Zhang Kui, Deng Minghua, Chen Ting, Waterman Michael S, Sun Fengzhu
Molecular and Computational Biology Program, Department of Biological Sciences, University of Southern California, 1042 West 36th Place, DRB142, Los Angeles, CA 90089-1113, USA.
Proc Natl Acad Sci U S A. 2002 May 28;99(11):7335-9. doi: 10.1073/pnas.102186799.

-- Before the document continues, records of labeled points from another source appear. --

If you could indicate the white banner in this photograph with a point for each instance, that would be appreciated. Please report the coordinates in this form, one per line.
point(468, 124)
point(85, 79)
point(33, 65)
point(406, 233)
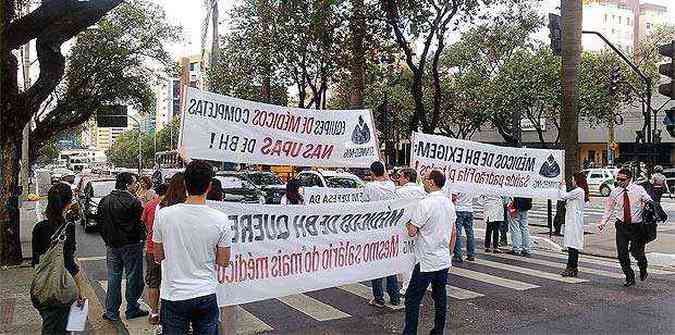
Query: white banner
point(328, 195)
point(478, 168)
point(283, 250)
point(221, 128)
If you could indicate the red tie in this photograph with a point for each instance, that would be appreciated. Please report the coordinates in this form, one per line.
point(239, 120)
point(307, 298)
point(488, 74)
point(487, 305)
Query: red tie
point(626, 208)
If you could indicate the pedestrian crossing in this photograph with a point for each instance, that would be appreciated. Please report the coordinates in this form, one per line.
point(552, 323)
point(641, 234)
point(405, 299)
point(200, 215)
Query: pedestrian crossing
point(488, 275)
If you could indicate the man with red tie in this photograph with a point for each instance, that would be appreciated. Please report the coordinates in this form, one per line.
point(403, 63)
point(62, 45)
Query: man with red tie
point(628, 200)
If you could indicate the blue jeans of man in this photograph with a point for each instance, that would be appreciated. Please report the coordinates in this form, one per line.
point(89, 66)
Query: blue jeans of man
point(201, 312)
point(465, 221)
point(413, 297)
point(520, 234)
point(128, 260)
point(392, 289)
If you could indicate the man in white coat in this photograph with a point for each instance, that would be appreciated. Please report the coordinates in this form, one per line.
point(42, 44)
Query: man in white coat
point(381, 188)
point(409, 189)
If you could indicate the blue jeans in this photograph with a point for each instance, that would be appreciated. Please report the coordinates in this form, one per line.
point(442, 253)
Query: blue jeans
point(465, 220)
point(520, 235)
point(413, 297)
point(127, 259)
point(392, 289)
point(202, 312)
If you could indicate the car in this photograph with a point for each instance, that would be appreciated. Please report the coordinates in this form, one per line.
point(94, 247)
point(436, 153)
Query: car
point(91, 195)
point(269, 183)
point(600, 181)
point(327, 178)
point(238, 188)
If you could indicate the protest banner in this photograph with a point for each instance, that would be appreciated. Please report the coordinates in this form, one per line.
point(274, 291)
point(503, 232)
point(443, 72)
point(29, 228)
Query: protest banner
point(283, 250)
point(221, 128)
point(327, 195)
point(479, 168)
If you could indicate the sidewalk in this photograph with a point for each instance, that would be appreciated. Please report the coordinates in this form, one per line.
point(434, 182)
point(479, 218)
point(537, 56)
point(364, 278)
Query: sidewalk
point(17, 315)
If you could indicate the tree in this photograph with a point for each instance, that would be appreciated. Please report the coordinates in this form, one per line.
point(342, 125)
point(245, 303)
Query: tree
point(428, 21)
point(50, 25)
point(109, 64)
point(571, 53)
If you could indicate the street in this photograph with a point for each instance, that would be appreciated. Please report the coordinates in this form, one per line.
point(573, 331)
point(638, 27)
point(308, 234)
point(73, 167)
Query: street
point(496, 294)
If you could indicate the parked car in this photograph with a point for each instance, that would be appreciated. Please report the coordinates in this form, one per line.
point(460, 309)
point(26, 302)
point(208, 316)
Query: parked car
point(269, 183)
point(600, 181)
point(326, 178)
point(238, 188)
point(93, 192)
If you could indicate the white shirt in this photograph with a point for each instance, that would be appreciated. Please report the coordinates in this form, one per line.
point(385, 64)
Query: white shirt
point(190, 235)
point(435, 219)
point(380, 190)
point(636, 196)
point(411, 191)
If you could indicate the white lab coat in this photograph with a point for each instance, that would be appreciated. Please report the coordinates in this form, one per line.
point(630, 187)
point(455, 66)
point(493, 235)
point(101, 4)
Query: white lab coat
point(574, 217)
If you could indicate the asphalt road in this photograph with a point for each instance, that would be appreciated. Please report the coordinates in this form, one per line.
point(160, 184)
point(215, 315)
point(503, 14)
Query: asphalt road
point(498, 294)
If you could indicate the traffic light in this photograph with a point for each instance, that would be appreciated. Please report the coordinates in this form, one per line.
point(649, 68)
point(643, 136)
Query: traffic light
point(614, 78)
point(669, 122)
point(555, 33)
point(668, 50)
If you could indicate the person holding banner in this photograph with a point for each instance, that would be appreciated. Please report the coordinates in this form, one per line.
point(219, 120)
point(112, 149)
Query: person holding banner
point(575, 201)
point(381, 188)
point(188, 288)
point(432, 227)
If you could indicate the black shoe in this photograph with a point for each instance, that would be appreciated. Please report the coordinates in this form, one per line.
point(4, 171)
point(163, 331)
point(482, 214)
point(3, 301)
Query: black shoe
point(137, 314)
point(629, 282)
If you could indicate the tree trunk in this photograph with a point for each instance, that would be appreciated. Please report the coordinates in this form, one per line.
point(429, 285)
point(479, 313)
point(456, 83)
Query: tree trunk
point(10, 245)
point(571, 54)
point(358, 30)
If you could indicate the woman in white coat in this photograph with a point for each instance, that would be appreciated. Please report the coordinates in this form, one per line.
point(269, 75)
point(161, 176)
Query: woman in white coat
point(575, 201)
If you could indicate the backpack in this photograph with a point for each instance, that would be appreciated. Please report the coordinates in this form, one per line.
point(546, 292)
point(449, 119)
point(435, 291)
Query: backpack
point(523, 204)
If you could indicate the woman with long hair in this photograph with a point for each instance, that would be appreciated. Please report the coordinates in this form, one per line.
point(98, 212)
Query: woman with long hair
point(293, 194)
point(575, 201)
point(176, 193)
point(216, 192)
point(59, 202)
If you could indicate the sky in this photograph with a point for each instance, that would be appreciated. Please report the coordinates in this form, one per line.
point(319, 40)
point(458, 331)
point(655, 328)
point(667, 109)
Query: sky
point(191, 16)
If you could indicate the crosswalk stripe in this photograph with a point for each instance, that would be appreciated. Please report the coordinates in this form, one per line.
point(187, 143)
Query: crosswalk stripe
point(556, 264)
point(459, 293)
point(490, 279)
point(247, 323)
point(313, 308)
point(593, 260)
point(366, 292)
point(531, 272)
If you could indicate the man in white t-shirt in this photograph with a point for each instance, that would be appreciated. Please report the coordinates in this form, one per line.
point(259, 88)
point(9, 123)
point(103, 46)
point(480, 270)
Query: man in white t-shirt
point(432, 227)
point(381, 188)
point(190, 239)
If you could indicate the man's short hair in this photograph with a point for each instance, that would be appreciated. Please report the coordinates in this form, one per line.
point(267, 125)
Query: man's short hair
point(198, 176)
point(437, 177)
point(409, 174)
point(626, 172)
point(377, 168)
point(123, 181)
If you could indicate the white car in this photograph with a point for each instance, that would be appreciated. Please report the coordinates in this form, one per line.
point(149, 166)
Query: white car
point(600, 180)
point(327, 178)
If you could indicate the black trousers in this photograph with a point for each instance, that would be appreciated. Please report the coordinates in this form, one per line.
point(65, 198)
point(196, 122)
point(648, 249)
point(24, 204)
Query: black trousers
point(492, 234)
point(628, 239)
point(572, 258)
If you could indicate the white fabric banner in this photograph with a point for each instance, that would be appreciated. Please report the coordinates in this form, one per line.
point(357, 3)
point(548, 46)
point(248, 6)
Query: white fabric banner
point(478, 168)
point(328, 195)
point(283, 250)
point(226, 129)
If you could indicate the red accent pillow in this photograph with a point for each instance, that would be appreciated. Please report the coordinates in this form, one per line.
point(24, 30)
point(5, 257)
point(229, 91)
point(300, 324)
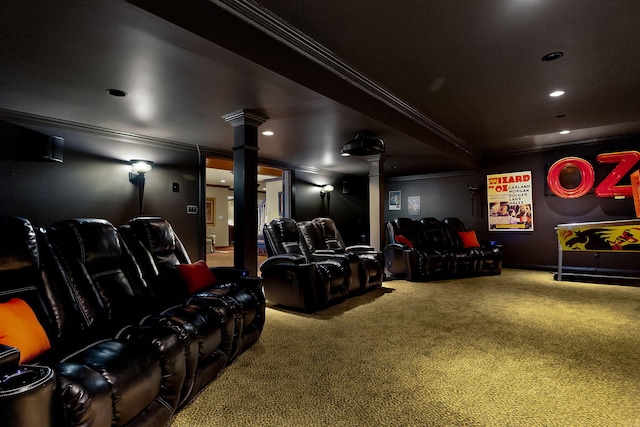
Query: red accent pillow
point(469, 239)
point(403, 240)
point(196, 275)
point(20, 328)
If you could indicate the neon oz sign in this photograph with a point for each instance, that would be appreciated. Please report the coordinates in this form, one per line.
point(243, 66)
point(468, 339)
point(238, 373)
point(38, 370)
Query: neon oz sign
point(607, 188)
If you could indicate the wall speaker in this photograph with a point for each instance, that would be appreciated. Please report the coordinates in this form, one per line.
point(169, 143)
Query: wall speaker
point(19, 143)
point(52, 148)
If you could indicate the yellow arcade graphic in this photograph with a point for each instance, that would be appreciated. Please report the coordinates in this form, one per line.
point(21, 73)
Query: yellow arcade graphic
point(600, 236)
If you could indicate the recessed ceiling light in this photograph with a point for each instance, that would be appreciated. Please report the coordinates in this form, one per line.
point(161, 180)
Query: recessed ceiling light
point(117, 92)
point(552, 56)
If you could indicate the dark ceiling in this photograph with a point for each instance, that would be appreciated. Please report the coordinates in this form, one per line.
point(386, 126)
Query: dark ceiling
point(444, 83)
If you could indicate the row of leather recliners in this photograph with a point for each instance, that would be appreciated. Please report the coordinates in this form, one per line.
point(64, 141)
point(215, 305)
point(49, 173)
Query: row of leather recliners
point(128, 339)
point(309, 265)
point(428, 249)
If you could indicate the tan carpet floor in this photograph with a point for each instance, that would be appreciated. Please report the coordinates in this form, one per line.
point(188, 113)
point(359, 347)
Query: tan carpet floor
point(519, 349)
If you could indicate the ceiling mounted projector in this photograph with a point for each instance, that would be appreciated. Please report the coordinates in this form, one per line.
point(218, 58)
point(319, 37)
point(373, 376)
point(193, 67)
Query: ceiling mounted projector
point(363, 145)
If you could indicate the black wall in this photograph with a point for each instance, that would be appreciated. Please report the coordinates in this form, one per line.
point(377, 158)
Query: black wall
point(350, 210)
point(88, 185)
point(447, 195)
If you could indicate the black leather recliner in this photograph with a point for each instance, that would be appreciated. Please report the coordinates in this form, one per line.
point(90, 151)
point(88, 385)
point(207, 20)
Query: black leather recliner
point(408, 255)
point(293, 277)
point(439, 238)
point(98, 379)
point(488, 254)
point(427, 249)
point(235, 290)
point(371, 261)
point(123, 351)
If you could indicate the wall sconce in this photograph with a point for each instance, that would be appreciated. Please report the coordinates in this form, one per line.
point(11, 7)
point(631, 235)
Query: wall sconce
point(326, 190)
point(137, 176)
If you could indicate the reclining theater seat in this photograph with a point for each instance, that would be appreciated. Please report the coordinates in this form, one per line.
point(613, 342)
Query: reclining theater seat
point(437, 237)
point(372, 261)
point(407, 255)
point(99, 380)
point(235, 291)
point(312, 243)
point(292, 277)
point(488, 254)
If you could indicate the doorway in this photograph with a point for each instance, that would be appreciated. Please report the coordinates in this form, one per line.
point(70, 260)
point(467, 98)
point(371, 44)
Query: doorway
point(219, 217)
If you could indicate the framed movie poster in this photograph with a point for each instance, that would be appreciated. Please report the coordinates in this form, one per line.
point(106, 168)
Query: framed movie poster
point(394, 200)
point(510, 201)
point(413, 205)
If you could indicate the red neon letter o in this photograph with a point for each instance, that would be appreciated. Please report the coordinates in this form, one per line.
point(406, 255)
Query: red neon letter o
point(587, 177)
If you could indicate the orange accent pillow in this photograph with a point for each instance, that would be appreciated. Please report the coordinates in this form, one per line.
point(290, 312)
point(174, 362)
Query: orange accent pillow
point(196, 275)
point(20, 328)
point(469, 239)
point(403, 240)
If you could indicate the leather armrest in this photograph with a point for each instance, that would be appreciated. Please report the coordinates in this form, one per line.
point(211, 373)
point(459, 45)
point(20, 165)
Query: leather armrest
point(360, 248)
point(322, 252)
point(9, 359)
point(283, 259)
point(228, 274)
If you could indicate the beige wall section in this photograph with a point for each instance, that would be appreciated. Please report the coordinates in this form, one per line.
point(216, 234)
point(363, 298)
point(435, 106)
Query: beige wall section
point(221, 215)
point(273, 208)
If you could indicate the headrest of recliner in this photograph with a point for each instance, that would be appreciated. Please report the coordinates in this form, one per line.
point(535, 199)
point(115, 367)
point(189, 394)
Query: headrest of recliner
point(18, 245)
point(156, 234)
point(89, 238)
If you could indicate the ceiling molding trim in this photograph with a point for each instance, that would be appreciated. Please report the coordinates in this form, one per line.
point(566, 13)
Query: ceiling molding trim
point(431, 176)
point(53, 124)
point(274, 26)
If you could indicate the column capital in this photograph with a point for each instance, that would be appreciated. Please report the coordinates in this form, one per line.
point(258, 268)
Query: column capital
point(245, 117)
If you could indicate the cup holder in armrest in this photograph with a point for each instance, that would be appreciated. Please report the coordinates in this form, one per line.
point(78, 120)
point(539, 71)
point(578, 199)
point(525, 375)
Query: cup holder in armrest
point(26, 396)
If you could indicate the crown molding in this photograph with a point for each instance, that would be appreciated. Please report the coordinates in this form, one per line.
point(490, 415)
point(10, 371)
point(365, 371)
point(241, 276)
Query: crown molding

We develop a dynamic programming algorithm for haplotype block partitioning to minimize the number of representative single nucleotide polymorphisms (SNPs) required to account for most of the common haplotypes in each block. Any measure of haplotype quality can be used in the algorithm and of course the measure should depend on the specific application. The dynamic programming algorithm is applied to analyze the chromosome 21 haplotype data of Patil et al. [Patil, N., Berno, A. J., Hinds, D. A., Barrett, W. A., Doshi, J. M., Hacker, C. R., Kautzer, C. R., Lee, D. H., Marjoribanks, C., McDonough, D. P., et al. (2001) Science 294, 1719-1723], who searched for blocks of limited haplotype diversity. Using the same criteria as in Patil et al., we identify a total of 3,582 representative SNPs and 2,575 blocks that are 21.5% and 37.7% smaller, respectively, than those identified using a greedy algorithm of Patil et al. We also apply the dynamic programming algorithm to the same data set based on haplotype diversity. A total of 3,982 representative SNPs and 1,884 blocks are identified to account for 95% of the haplotype diversity in each block.
我们开发了一种用于单倍型块划分的动态规划算法,以尽量减少解释每个块中大多数常见单倍型所需的代表性单核苷酸多态性(SNP)数量。算法中可以使用任何单倍型质量度量,当然该度量应取决于具体应用。应用动态规划算法分析了帕蒂尔等人[帕蒂尔,N.,贝尔诺,A. J.,欣兹,D. A.,巴雷特,W. A.,多希,J. M.,哈克,C. R.,考泽,C. R.,李,D. H.,马乔里班克斯,C.,麦克多诺,D. P.等人(2001年)《科学》294卷,1719 - 1723页]的21号染色体单倍型数据,他们寻找单倍型多样性有限的块。使用与帕蒂尔等人相同的标准,我们总共识别出3582个代表性SNP和2575个块,分别比使用帕蒂尔等人的贪心算法识别出的少21.5%和37.7%。我们还基于单倍型多样性将动态规划算法应用于同一数据集。总共识别出3982个代表性SNP和1884个块,以解释每个块中95%的单倍型多样性。